Test Example 1 Measurement of Bacterial Cell Concentration In the culture at each culture temperature in Example 1, the culture solution is sampled at an arbitrary culture time and appropriately diluted with distilled water so that the OD ₅₄₀ value at the time of measurement is 0.3 or less. After that, the absorbance at 540 nm was measured using a spectrophotometer (UV200 type, manufactured by Shimadzu Corp.). In this experiment, the conversion from the absorbance to the dry cell mass was OD ₅₄₀ value / 5.2. Tables 3 and 4 show the maximum cell concentration at each culture temperature.

Test Example 2 Evaluation of HSA Production Amount and Color Degree In the culture at each culture temperature in Example 1, the culture solution was sampled at an arbitrary culture time and centrifuged at 15,000 rpm for 5 minutes. The obtained supernatant was clarified through ultrafree C3HV and then subjected to gel filtration analysis by HPLC.
Column: Tosoh TSKgel G3000SW _X1
Mobile phase: 0.3M NaCl, 50mM Na-Phosphate, 0.1% NaN _3, pH6.5
Flow rate: 0.7 ml / min.
Injection volume: 50 μl
Detection: A _28O , A ₃₅₀ (2 wavelengths)

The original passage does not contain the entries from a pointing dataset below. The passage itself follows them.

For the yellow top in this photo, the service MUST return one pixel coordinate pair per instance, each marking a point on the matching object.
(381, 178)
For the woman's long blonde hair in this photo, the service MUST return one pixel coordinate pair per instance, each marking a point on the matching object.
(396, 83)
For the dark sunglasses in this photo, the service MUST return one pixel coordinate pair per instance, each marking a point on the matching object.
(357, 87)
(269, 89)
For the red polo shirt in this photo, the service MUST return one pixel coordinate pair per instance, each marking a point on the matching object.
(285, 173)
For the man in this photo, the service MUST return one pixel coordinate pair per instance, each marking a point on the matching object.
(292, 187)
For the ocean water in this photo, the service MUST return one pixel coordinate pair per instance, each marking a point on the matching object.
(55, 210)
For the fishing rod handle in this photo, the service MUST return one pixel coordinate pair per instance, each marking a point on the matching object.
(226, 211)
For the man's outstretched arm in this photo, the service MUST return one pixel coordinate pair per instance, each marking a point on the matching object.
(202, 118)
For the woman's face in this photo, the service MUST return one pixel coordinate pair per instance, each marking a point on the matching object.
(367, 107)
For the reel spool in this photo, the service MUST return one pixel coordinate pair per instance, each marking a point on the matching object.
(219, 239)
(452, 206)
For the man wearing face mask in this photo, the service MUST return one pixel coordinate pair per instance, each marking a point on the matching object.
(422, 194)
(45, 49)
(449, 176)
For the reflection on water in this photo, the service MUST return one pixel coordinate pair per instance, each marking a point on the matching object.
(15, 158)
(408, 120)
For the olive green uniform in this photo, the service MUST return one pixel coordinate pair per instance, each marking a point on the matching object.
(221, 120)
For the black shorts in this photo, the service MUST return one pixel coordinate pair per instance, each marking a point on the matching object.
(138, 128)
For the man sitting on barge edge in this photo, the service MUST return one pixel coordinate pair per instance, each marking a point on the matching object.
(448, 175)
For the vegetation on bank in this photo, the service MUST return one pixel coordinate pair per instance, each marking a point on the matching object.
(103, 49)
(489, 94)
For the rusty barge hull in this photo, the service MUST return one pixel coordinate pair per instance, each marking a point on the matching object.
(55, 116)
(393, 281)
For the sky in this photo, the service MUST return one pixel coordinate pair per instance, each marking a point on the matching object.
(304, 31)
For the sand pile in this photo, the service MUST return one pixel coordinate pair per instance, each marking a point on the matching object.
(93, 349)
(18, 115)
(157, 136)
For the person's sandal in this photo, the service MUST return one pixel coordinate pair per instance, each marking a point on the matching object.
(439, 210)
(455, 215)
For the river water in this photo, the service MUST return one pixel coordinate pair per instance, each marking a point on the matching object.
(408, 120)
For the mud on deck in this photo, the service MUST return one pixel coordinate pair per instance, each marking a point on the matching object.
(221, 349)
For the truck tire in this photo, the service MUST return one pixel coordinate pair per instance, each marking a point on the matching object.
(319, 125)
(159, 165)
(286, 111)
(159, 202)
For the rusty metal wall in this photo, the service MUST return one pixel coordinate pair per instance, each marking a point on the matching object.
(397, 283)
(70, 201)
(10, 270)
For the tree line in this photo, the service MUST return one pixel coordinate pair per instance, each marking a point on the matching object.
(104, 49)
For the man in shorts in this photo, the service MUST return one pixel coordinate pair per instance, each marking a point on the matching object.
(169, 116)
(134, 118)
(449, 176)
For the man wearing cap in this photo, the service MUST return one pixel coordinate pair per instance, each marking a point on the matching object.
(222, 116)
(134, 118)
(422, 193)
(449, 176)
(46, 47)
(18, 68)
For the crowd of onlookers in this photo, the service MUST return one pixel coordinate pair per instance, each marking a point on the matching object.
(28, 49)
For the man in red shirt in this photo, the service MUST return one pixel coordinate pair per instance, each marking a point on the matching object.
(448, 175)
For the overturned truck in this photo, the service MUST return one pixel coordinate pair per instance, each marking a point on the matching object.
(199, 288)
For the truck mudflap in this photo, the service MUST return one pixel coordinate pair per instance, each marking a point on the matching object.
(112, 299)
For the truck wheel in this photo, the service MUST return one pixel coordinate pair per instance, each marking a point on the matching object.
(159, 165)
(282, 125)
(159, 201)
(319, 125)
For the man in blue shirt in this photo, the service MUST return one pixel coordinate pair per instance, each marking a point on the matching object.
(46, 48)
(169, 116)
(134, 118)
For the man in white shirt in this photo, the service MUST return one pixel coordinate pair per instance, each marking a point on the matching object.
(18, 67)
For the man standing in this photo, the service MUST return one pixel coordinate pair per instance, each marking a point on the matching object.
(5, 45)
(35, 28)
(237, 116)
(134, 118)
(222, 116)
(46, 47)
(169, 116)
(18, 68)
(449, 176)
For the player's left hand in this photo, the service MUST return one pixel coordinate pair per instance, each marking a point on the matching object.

Tables 3 and 4 also show the evaluation of HSA production amount and coloring degree. The production amount is expressed as% of the total production amount (g) at each temperature when the total HSA production amount (g) of culture at 30 ° C. is defined as 100. In addition, the degree of coloring was evaluated by the absorbance ratio (A ₃₅₀ / A _{28 O} ) at ₃₅₀ nm and 280 nm for the culture solution sampled immediately before the end of the culture (after 359 hours).

Claims (1)

  A method for producing human serum albumin, comprising culturing a human serum albumin-producing host prepared by genetic manipulation under a temperature condition of 21 to 29 ° C.